Possible issue with multiple services using the alert definition in the terraform modules

Question

Possible issue with multiple services using the alert definition in the terraform modules

Closed this issue 3 years ago · 13 comments

My terraform setup looks as below -

logzio
     - modules
              - alerts
                     main.tf
                     outputs.tf
                     README.md
                     undesired_exception.tf
                     variables.tf
    myservice1.tf
    myservice2.tf
    main.tf
    outputs.tf
    tfstate-backend-config.tf
    variables.tf

logzio/modiles/alerts/main.tf

Its empty as of now.

logzio/modiles/alerts/outputs.tf

output "alert_undesired_exception" {
  value       = logzio_alert.undesired_exception.id
  description = "This is the reference to all the undesired exception alert created"
}

logzio/modiles/alerts/undesired_exception.tf

resource "logzio_alert" "undesired_exception" {
  count = var.alert_undesired_exception_enabled ? 1 : 0
  title = "${var.region_name}.${var.env}.${var.service_group_name}.${var.service_name}-undesired-exception"
  description = "Triggers alert if unhandled exceptions are logged"
  query_string = "some query"
  filter = "some filter"
  operation = "GREATER_THAN"
  notification_emails = ["${var.target_warn_email_id}"]
  search_timeframe_minutes = 5
  value_aggregation_type = "NONE"
  alert_notification_endpoints = ["${var.target_on_call_id}"]
  suppress_notifications_minutes = 5
  severity_threshold_tiers {
    severity = "HIGH"
    threshold = var.alert_undesired_exception_warn_min_threshold_value
  }
}

logzio/modiles/alerts/variables.tf

variable "alert_undesired_exception_enabled" {
  description = "A flag to enable alert related to exceptions logged multiple times"
  type = bool
  default = true
}
..
..
..

logzio/myservice1.tf

module "myservice1-alerts" {
  source = "./modules/alerts"

  env = var.environment_name
  region_name = var.aws_region
  service_group_name = var.service_group_name
  service_name = "myservice1"
  target_on_call_id = logzio_endpoint.target_on_call.id
  target_warn_email_id = var.warn_email_recepient

  alert_undesired_exception_enabled = var.alert_undesired_exception_enabled
  alert_undesired_exception_warn_min_threshold_value = var.alert_undesired_exception_warn_min_threshold_value
}

logzio/myservice2.tf

module "myservice2-alerts" {
  source = "./modules/alerts"

  env = var.environment_name
  region_name = var.aws_region
  service_group_name = var.service_group_name
  service_name = "myservice2"
  target_on_call_id = logzio_endpoint.target_on_call.id
  target_warn_email_id = var.warn_email_recepient

  alert_undesired_exception_enabled = var.alert_undesired_exception_enabled
  alert_undesired_exception_warn_min_threshold_value = 
  var.alert_undesired_exception_warn_min_threshold_value
}

We are trying to create alerts using terraform modules.
The terraform state is in AWS S3.
I will not talk about how S3 config in this issue, unless you need it. I do see the state is successfully saved and retrieved.

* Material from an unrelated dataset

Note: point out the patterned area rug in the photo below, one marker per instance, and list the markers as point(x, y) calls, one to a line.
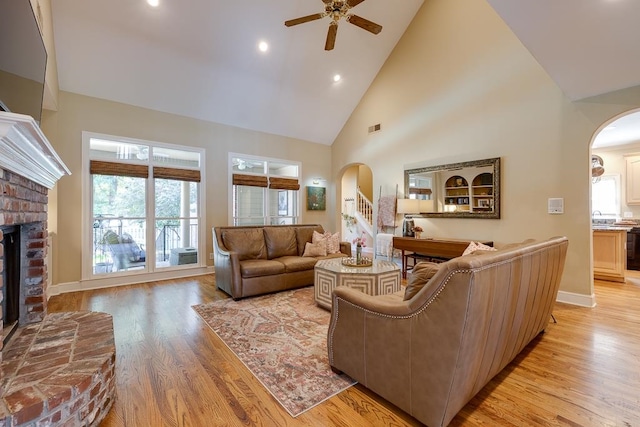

When I finally run the terraform init, plan, apply. I get the following error.

The error logs is -

▼ ▼ ▼ ▼ ▼ ▼ ▼ ▼ ▼ ▼ Terraform Apply ▼ ▼ ▼ ▼ ▼ ▼ ▼ ▼ ▼ ▼
logzio_endpoint.target_on_call: Creating...
logzio_endpoint.target_on_call: Creation complete after 0s [id=11506]
module.myservice1-alerts.logzio_alert.undesired_exception[0]: Creating...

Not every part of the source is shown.